Франкенштейн: Мертвый город (Кунц) - страница 51

У шефа Джармилло было двое детей.

Из всех преступлений те, которые касались насилия над детьми, больше всего бесили Фроста. Он не верил в пожизненные сроки для убийц детей. Он верил в какой-нибудь способ медленной смертной казни.

Поведение Джармилло на дежурстве в последние двенадцать часов давало веские основания в пользу коррупции. Если шеф был частью какого-нибудь ненормального тайного заговора, то можно предположить, что он вместо этого мог быть серийным убийцей и убил свою жену, тещу и детей. Убил и расчленил.

Но Фросту было непонятно, как это связано с тем, что они обнаружили ранее. Громадные суммы, поступавшие в этот город через «Прогресс для совершенного порядка», предполагали криминальное предприятие огромного масштаба. На самом деле отмываемые фонды были настолько гигантскими, что нельзя было исключать возможность заговора террористов исторического масштаба. Полицейский-взяточник, становящийся безмерно богатым за помощь плохим парням в укрытии их деятельности, вряд ли пустит под откос денежный поезд, перерезав свою семью из-за разногласий с женой.

Четыре спальни, хорошо обставленная гостиная, различные кладовки и две из трех ванных комнат предложили их вниманию только еще две вызывающих ужас улики. Обе находились в главной спальне.

На полу возле комода лежал фрагмент челюсти, из которой выдавались два коренных зуба, два малых коренных зуба и единственный клык. Между коренными зубами свисало что-то зеленое, возможно, полоска кожицы от паприки или халапеньо[37]. Поверхность кости, которая, должно быть, была раздроблена в месте, где была отделена от остальной части челюсти, вместо этого выглядела… расплавленной.

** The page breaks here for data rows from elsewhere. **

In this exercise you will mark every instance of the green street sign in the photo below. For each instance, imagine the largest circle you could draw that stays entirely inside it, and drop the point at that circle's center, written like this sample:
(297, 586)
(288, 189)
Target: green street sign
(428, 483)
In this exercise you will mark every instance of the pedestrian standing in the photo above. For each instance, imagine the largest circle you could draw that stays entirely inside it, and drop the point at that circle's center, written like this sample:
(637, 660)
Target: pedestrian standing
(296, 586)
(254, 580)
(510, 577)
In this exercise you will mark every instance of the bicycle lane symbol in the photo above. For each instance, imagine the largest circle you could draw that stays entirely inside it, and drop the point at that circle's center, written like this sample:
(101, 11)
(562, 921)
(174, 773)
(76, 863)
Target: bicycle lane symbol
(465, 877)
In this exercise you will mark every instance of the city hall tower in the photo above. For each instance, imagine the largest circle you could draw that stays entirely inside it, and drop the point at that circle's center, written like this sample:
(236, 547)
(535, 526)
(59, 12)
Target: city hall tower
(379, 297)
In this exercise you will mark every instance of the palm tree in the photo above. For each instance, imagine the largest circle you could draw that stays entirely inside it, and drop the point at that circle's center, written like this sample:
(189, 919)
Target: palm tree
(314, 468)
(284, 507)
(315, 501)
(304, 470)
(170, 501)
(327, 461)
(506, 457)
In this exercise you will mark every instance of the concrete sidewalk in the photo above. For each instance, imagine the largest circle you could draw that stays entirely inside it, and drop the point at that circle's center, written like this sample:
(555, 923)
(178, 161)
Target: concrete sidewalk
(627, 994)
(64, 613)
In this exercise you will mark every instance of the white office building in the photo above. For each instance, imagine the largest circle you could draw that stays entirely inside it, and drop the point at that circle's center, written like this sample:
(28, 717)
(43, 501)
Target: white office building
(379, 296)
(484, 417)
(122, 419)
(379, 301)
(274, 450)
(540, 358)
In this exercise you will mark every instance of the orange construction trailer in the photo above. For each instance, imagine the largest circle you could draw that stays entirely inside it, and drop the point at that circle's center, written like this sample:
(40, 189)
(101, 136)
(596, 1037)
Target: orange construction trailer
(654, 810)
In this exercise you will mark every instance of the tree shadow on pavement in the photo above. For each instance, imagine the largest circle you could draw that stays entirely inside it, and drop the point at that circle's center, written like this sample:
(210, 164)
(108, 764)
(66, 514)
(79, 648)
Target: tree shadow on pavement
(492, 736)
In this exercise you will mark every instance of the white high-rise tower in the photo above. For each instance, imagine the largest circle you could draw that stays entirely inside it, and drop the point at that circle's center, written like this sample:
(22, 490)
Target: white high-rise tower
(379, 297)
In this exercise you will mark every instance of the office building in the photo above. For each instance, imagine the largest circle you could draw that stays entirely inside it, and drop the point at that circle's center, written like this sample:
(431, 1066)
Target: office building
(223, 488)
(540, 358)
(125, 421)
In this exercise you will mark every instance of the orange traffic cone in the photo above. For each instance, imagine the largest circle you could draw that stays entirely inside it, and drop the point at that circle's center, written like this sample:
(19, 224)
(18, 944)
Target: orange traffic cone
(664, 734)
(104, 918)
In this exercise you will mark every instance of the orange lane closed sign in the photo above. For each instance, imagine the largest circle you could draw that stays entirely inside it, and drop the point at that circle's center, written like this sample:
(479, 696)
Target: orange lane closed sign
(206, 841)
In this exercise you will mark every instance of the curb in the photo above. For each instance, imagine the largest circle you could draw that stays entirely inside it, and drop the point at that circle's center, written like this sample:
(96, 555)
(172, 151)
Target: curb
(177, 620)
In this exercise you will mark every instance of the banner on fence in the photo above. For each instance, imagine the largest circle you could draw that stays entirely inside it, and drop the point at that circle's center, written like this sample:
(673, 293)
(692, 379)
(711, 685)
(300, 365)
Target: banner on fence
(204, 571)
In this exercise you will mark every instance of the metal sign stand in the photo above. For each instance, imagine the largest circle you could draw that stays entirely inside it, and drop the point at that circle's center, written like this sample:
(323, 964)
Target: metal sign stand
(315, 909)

Из-за того, что это был не просто очередной образец биологических останков, а невозможная конструкция за пределами фантазий сюрреалистов, вторая находка в главной спальне оказалось более тревожной, чем все, что они обнаружили ранее. Она лежала на одном из углов искусно сделанной кровати, у изножья, не так, как если бы аккуратно положили, а как если бы была отброшена в сторону — или выплюнута. Толстый язык, изогнутый и с поднятым кончиком, как будто что-то лижущий, был бы омерзительным и тревожащим, если бы это был просто язык, но вместо этого он был похож на изображение кисти Сальвадора Дали, вдохновленного Г.Ф. Лавкрафтом. В центре толстого языка, не балансирующий на нем, а органично встроенный в ткань, фактически вырастающий из нее, находился коричневый и непокрытый человеческий глаз.

Фрост увидел чудовищное первым. В момент обнаружения он был переполнен чувством, о котором часто читал, но которое никогда прежде не испытывал. Кожа на затылке стала холодной и, казалось, по ней ползало что-то настолько же реальное, как сороконожки или пауки.